Diagnosis often requires a number of tests and the standard of care is constantly evolving. That’s why it’s important to have a health care team—a team of experts—in your corner when you’re facing pancreatic cancer.
“The best pancreatic cancer professionals don’t work in a vacuum,” explains Dr. Allyson Ocean, a medical oncologist at Weill Cornell Medicine in New York. “Instead, pancreatic cancer care requires a group of professionals who specialize in different areas.”
A Multidisciplinary Team of Experts
Pancreatic cancer care professionals extend beyond medical doctors. They include health care professionals ranging from genetic counselors and registered dietitians to pain specialists and social workers.
Together, this group diagnoses the disease, determines the extent of the cancer, and identifies the best treatment options for each individual patient. They also help pancreatic cancer patients navigate the emotional and physical toll of cancer and its treatments. Here are the key players:
Gastroenterologists: The gastroenterologist may be the doctor who makes the initial diagnosis. This doctor orders the tests and scans needed and can perform such procedures as a celiac block or putting in a stent.
Oncologists: Medical oncologists are charged with overseeing patients’ entire treatment journey from diagnosis on. These skilled physicians use a variety of medical therapies to improve patient outcomes, including chemotherapy, immunotherapy, and targeted therapies, as well as supportive care medications.
Surgical Oncologists: If your tumor can be surgically removed, your team will include a surgical oncologist. This physician is an experienced hand in the complex Whipple procedure and distal pancreatectomy, the most common techniques for surgical removal of pancreatic cancer.
Radiation Oncologists: Pancreatic cancer treatment may include radiation treatment, performed by radiation oncologists. There are different types of radiation treatments, including conventional radiation and stereotactic body radiation therapy, known as SBRT.
Radiologists: Radiologists review imaging tests, analyze the results, and determine the extent (or stage) of disease.

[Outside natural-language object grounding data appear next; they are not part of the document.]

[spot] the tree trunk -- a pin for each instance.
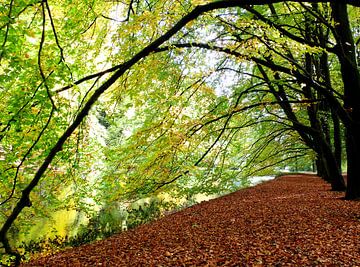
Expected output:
(351, 79)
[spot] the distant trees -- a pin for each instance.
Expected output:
(297, 82)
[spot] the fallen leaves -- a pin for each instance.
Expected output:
(291, 221)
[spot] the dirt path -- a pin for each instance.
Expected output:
(290, 221)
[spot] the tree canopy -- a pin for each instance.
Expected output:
(114, 101)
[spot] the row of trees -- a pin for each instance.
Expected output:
(189, 95)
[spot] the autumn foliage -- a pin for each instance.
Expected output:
(293, 220)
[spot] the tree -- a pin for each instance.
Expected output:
(42, 121)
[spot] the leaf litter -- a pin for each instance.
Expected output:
(294, 220)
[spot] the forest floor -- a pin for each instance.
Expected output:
(294, 220)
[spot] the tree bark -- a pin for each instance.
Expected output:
(351, 79)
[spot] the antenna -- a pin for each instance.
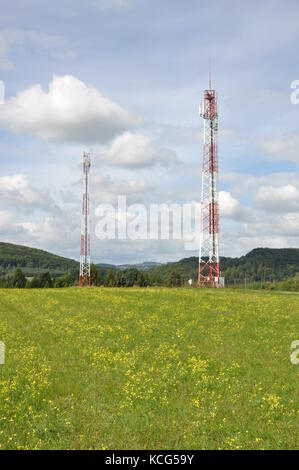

Pathologists: Pathologists typically work behind the scenes. You may never even meet your pathologist during your cancer journey. These physicians are highly skilled in looking at cells, tissues, and organs to diagnose disease. They determine the results of your tests and work directly with your oncologists.
Genetic Counselors: Genetic counselors can help decode specific mutations in your genetic information and help you understand your own cancer risk, as well as your family members’. Genetic testing can guide cancer treatment planning and is now standard of care for pancreatic cancer patients. The results can help doctors diagnose the type and stage of cancer and inform treatment decisions.
Registered Dietitians: Registered dietitians are a critical part of the health care team for pancreatic cancer patients. If you have pancreatic cancer, you may suffer from a poor appetite, due to the disease and the treatment, and can lose weight. To make matters more complicated, if your pancreas doesn’t make enough enzymes to break down food, it’s tough to absorb sufficient nutrients, especially fat-soluble vitamins A, D, E, and K. A registered dietitian may recommend pancreatic enzymes to patients who are struggling with digestive issues and also provide strategies to help patients meet their nutrient requirements.
Social Workers: Social workers can be an invaluable resource for pancreatic cancer patients. These professionals are not only equipped to counsel you and your family members about your disease, but they can also provide resources regarding treatment, support groups, transportation, housing assistance, and home care.
Palliative Care Physicians: Palliative care focuses on relieving pain and enhancing comfort for patients who are suffering from serious illness. In concert with members of the oncology team, palliative care professionals help prevent and treat the symptoms and side effects that come with cancer and its treatment.
Nurse Navigators: True to the name, nurse navigators help guide patients through the health care system. In addition to answering patients’ questions about treatments, side effects, and supportive care services, nurse navigators may coordinate care with specialists and offer practical assistance with financial support, childcare, and transportation.
The Patient’s Role
The person undergoing treatment and experiencing side effects is the most important player in cancer care. Only the patient knows how hard and how long to fight, which treatments are most palatable, and when it’s time to try a new game plan. As a patient, you are your best advocate: it’s important that you ask questions about who will be providing your care and which treatments you’ll be receiving. Your health care team is there for you.
“Sharing your thoughts, feelings, and concerns with your health care team can improve outcomes,” says Ocean. “It can also ensure you get the support you need while you battle the disease.”